Design and Analysis of a Novel Two-Switch Transformerless High Step-Up DC-DC Converter for Grid-Connected Renewable Energy Sources

Abstract

Renewable Energy Sources (RESs), particularly Photovoltaic (PV) systems, inherently produce variable DC voltages that often cannot meet load or grid requirements directly. Consequently, a reliable and efficient DC-DC converter is required to interface RESs with downstream converters and loads. This paper proposes a non-isolated, high-gain, transformerless step-up DC-DC converter that provides continuous input current and a non-inverting output voltage. The proposed topology is designed to minimize switching losses and to maintain a low component count, thereby improving conversion efficiency while containing cost and implementation complexity.
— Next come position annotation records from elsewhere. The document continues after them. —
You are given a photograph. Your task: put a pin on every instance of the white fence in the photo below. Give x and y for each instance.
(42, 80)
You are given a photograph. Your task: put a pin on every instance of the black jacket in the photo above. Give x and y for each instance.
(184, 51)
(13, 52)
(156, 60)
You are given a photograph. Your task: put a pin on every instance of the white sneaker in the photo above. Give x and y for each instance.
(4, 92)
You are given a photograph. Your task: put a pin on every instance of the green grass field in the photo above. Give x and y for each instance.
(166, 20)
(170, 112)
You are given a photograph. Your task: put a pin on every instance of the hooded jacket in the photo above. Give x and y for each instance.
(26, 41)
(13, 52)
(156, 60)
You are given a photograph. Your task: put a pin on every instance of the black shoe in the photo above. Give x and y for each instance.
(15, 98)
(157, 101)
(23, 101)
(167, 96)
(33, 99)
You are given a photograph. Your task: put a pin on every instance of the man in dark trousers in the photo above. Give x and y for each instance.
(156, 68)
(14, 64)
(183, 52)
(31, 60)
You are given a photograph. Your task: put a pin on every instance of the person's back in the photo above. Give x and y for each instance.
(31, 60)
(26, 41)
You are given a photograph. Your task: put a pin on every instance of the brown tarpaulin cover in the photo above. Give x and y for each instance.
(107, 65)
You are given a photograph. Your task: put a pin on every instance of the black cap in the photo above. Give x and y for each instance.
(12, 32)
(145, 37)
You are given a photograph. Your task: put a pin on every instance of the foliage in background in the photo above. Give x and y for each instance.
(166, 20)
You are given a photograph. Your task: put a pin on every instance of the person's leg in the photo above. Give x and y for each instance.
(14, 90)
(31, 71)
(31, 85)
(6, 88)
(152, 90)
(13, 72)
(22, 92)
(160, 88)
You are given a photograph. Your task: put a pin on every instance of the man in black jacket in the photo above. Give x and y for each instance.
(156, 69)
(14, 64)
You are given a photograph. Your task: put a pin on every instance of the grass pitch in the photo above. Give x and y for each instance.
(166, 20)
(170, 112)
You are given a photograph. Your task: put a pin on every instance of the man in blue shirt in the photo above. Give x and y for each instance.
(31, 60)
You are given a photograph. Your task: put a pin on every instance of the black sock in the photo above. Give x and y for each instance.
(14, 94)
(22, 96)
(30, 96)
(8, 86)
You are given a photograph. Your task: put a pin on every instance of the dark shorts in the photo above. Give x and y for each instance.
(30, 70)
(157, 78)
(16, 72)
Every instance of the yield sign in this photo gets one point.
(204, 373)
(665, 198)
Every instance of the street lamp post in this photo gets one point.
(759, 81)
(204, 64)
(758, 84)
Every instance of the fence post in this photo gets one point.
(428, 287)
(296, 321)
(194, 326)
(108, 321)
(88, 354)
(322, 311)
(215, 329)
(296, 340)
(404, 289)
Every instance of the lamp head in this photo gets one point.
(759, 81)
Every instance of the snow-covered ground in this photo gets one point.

A comprehensive analytical model that includes parasitic elements is developed to derive the converter voltage gain. Comparative analyses of device voltage and current stresses against recently reported topologies are presented. The results demonstrate that the proposed converter achieves high voltage gain with reduced voltage and current stresses on switching devices, while preserving acceptable component current levels. Conduction intervals of switches and diodes, as well as switching loss contributions, are analyzed and quantified. Experimental validation is provided by a 100 W prototype, and measured results corroborate the theoretical predictions and simulation outcomes. The proposed converter thus represents an effective and practical solution for high-gain DC–DC conversion in renewable energy applications, offering an advantageous trade-off between efficiency, component simplicity, and cost.